Current calls for reform of preservice teacher education include suggested changes in the mathematics content courses required for elementary education programs. One suggestion is the inclusion of more complex problem solving activities. The context of this study was a homogeneous group of preservice teachers in a two-course sequence of college mathematics content courses. I investigated the use of complex problem solving as a vehicle for these preservice teachers to unpack previously learned mathematics, reconstruct their understandings, and connect mathematical concepts for deeper understanding. With the support of a mathematical classroom community, collaboration, and reflection, students reported gaining deeper understandings of the mathematics, a change in their beliefs about the nature of mathematics and themselves as mathematicians, and a significant decrease in negative emotional baggage.
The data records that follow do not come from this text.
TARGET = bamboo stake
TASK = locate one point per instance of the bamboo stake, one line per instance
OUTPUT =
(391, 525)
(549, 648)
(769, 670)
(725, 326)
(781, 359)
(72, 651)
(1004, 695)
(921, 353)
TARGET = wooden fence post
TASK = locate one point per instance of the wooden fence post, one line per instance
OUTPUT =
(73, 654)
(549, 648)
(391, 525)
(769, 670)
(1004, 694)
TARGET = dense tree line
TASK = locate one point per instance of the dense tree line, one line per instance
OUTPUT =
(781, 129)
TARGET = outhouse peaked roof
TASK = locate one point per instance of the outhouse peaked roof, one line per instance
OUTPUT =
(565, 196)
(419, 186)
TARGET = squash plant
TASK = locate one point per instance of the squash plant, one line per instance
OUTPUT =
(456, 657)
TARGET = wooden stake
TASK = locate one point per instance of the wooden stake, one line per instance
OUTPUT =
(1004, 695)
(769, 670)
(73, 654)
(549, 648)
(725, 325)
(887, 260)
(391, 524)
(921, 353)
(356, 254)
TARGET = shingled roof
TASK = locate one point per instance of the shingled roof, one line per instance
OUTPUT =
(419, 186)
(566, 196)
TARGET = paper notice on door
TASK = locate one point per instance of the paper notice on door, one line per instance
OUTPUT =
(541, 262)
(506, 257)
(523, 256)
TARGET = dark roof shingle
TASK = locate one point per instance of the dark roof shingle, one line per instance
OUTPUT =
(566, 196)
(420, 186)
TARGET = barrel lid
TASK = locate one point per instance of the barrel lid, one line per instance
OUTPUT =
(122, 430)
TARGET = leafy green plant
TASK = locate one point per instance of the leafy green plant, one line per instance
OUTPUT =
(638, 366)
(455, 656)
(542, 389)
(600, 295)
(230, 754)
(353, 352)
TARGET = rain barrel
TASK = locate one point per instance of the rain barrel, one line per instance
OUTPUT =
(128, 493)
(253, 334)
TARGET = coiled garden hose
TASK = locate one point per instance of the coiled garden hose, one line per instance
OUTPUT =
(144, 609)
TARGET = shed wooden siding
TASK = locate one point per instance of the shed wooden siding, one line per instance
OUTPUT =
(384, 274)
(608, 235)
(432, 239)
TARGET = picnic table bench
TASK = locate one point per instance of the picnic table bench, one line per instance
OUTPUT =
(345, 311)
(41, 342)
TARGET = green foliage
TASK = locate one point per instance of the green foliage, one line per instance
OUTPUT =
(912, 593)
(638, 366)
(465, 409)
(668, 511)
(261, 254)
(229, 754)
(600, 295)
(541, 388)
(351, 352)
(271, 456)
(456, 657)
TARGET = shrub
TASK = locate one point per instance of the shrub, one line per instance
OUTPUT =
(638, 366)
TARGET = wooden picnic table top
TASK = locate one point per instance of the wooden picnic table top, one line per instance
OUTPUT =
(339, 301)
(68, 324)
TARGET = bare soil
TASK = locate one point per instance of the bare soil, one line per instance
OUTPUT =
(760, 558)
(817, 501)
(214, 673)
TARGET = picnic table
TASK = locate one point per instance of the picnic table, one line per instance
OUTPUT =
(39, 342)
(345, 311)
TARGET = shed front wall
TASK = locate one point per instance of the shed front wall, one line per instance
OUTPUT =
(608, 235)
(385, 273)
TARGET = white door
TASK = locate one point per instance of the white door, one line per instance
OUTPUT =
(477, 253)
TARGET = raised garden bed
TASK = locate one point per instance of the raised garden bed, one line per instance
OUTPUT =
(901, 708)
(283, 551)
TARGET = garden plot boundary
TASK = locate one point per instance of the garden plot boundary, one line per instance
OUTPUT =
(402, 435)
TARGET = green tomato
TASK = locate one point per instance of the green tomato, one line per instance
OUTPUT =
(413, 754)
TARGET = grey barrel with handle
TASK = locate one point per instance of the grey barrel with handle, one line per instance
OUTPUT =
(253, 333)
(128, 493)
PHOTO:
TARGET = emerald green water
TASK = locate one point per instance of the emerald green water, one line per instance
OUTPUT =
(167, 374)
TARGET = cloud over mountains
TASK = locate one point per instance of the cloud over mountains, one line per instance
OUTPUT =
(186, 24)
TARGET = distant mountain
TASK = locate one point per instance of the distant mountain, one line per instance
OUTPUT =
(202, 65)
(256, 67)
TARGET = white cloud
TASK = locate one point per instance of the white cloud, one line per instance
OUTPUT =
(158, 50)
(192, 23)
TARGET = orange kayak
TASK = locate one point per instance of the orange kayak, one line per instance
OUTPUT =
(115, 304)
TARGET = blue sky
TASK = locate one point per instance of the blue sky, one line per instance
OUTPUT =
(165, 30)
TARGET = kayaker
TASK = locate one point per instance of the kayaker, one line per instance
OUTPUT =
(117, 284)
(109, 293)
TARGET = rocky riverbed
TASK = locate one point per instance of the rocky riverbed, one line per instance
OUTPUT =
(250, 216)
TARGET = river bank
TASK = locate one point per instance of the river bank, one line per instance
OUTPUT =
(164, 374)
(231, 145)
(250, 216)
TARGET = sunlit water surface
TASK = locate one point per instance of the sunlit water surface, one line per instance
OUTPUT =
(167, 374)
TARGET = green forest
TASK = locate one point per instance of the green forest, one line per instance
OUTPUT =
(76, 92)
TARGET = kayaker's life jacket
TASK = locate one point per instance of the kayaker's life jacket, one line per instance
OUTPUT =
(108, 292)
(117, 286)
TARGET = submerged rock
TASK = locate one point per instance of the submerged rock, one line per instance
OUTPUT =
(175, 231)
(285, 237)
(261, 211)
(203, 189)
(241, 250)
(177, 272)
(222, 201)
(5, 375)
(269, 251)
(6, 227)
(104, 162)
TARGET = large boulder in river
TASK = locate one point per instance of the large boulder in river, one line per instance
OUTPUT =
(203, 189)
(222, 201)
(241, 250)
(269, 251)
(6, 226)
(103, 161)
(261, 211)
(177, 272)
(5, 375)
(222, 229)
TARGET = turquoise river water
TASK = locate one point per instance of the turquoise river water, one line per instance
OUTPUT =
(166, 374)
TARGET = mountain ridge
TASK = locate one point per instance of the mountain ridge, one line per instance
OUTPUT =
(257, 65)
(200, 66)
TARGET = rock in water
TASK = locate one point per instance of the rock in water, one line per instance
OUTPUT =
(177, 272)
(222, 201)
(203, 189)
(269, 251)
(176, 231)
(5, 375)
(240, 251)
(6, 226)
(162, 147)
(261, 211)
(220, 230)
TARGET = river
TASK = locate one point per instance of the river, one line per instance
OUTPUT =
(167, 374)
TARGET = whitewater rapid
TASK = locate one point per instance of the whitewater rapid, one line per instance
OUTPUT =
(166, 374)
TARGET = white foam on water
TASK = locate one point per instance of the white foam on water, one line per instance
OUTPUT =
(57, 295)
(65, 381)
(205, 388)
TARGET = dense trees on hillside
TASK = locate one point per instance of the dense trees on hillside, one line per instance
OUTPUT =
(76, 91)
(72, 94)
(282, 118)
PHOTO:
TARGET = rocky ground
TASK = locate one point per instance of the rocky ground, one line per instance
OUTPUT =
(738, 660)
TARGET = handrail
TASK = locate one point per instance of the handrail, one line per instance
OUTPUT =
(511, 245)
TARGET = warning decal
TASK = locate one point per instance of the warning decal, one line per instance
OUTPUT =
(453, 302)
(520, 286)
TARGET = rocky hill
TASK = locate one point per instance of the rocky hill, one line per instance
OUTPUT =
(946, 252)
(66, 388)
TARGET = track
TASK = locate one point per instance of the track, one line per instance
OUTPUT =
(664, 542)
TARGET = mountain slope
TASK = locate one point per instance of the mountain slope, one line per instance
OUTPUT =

As I considered what preservice teachers bring with them to the college mathematics content classroom, and how using problem solving to unpack mathematical content could deepen mathematical knowing, I found that frustration played a large role in the process. Choosing tasks that perturb student thinking and bring them to a level of frustration that provokes facilitative anxiety seemed to best encourage students to engage in mathematical collaboration, communication, and reflection during the problem solving process. Students reported frustration as the most common experience when starting and working on problems. However, in their reflective essays at the end of the semester, students had coupled their feelings of frustration with their feelings of accomplishment, satisfaction, and higher levels of mathematical confidence.